Kacimi était d'abord peintre. Mais il écrivait également : Al Manar a publié, de lui, Le Creux du corps, recueil de poèmes rehaussé d'interventions graphiques, et Parole nomade, recueil des textes de Kacimi parus ici et là, au long des vingt dernières années de sa vie ; ainsi que plusieurs autres livres rehaussés de ses dessins. D'autres éditeurs ont publié, de lui, d'autres textes.
Militant des Droits de l'Homme, membre de l'Union des écrivains marocains, artiste nomade de toutes les rives, Kacimi est devenu l'une des références essentielles de l'art de notre temps.

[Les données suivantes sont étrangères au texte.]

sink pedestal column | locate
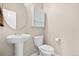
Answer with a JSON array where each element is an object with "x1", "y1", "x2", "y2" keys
[{"x1": 15, "y1": 42, "x2": 23, "y2": 56}]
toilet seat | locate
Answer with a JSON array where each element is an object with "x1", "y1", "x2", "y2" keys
[
  {"x1": 38, "y1": 45, "x2": 54, "y2": 56},
  {"x1": 39, "y1": 45, "x2": 54, "y2": 52}
]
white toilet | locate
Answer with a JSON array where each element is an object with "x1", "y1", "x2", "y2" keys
[{"x1": 33, "y1": 35, "x2": 54, "y2": 56}]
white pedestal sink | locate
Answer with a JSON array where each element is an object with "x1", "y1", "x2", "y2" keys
[{"x1": 7, "y1": 34, "x2": 31, "y2": 56}]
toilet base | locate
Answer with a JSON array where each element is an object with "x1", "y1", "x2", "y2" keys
[{"x1": 30, "y1": 52, "x2": 60, "y2": 56}]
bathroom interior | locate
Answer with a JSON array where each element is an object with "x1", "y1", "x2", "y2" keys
[{"x1": 0, "y1": 3, "x2": 79, "y2": 56}]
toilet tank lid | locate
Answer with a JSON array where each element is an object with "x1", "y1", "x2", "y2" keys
[{"x1": 39, "y1": 45, "x2": 54, "y2": 51}]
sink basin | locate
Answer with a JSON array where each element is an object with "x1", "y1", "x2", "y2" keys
[
  {"x1": 7, "y1": 34, "x2": 31, "y2": 44},
  {"x1": 7, "y1": 34, "x2": 31, "y2": 56}
]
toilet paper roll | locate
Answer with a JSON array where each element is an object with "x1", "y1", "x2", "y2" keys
[{"x1": 55, "y1": 38, "x2": 60, "y2": 43}]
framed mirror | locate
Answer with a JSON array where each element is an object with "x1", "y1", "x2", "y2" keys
[
  {"x1": 3, "y1": 9, "x2": 16, "y2": 29},
  {"x1": 32, "y1": 7, "x2": 45, "y2": 27}
]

Méditer sur sa peinture permet de comprendre qu'en art la notion de frontière n'a décidément plus de sens.
Les oeuvres présentées ci-après permettent de mesurer la densité du travail de ce peintre. Nombre de celles-ci sont sorties de l'atelier entre 2001 et 2003. D'autres, moins récentes, figurent ici comme autant de jalons d'un très libre parcours dans la peinture. Toutes témoignent de l'étonnante aptitude à se renouveler (dans le choix des couleurs, et des supports) d'un artiste conscient de ce que met en jeu, au plus près du corps, l'acte de peindre.

Alain GORIUS

PRINCIPALES EXPOSITIONS PERSONNELLES

1965 - 1968 Meknès, Rabat. 1969 Galerie nationale Bab Rouah, Rabat. 1970 - 1971 Conservatoire municipal, Meknès. 1975 Galerie Nadar, Casablanca ; Galerie l'Atelier, Rabat 1977 - 1978 Galerie Nadar, Casablanca 1980 Galerie nationale Bab Rouah, Rabat 1981 Deutsche Bank AG, Bonn ; Galerie Centrale, Genève 1982 Galerie Nadar, Casablanca ; Galerie de l'Office de Tourisme, Marrakech . 1984 Galerie de la F.O.L., Montpellier 1985 Centre Bonlieu, Annecy ; Galerie Jean-Claude David, Grenoble ; peint un mur à Grenoble 1987 Galerie Alif-Ba, Casablanca 1988 Musée de l'Institut du Monde Arabe, Paris 1990 Galerie Huit, Poissy ; Galerie Nadar, Casablanca 1991 "Shehrazad ou la mémoire de Nour", Galerie Nadar, Casablanca 1993 : "La grotte des temps futurs", Centre Culturel Français, Rabat ; "Horizon vertical", Festival international des Francophonies, Limoges ; "L'esprit du corps", Galerie Al Manar, Casablanca ; Casino municipal de Thionville ; "L'esprit de la trace", C.I.E.S., Paris 1994 Atelier ouvert, Hôpital Ephémère, Paris. 1er prix, Biennale internationale du pastel, St Quentin ; 1er prix, Biennale internationale du Caire 1995 "Du désert aux Atlassides", Galerie Bab Rouah, Rabat ; Galerie du Bateau Lavoir, Grenoble 1996 Galerie du Bateau Lavoir, Grenoble ; Maison de la culture, Bourges, Amiens ; Galerie Al Manar, Casablanca 1998 Galerie Le Bateau-Lavoir, Grenoble ; Galerie Al Manar, Casablanca ; Peuple et Culture : Musée du Cloître et Eglise Saint-Pierre, à Tulle (France) 2001 Galerie Florence Touber, Paris 2002 "Kacimi", Exposition rétrospective à Bab Rouah et Bab el Kébir, Rabat 2002 Galerie Florence Touber, Paris ; Atelier Porte 2 A, Bordeaux ; Institut français, Sénégal 2002-2003 "Mohammad Al Kacimi", Al Riwaq Art Gallery, Bahrein 2003 Galerie Al Manar, Casablanca

EXPOSITIONS COLLECTIVES (sélection)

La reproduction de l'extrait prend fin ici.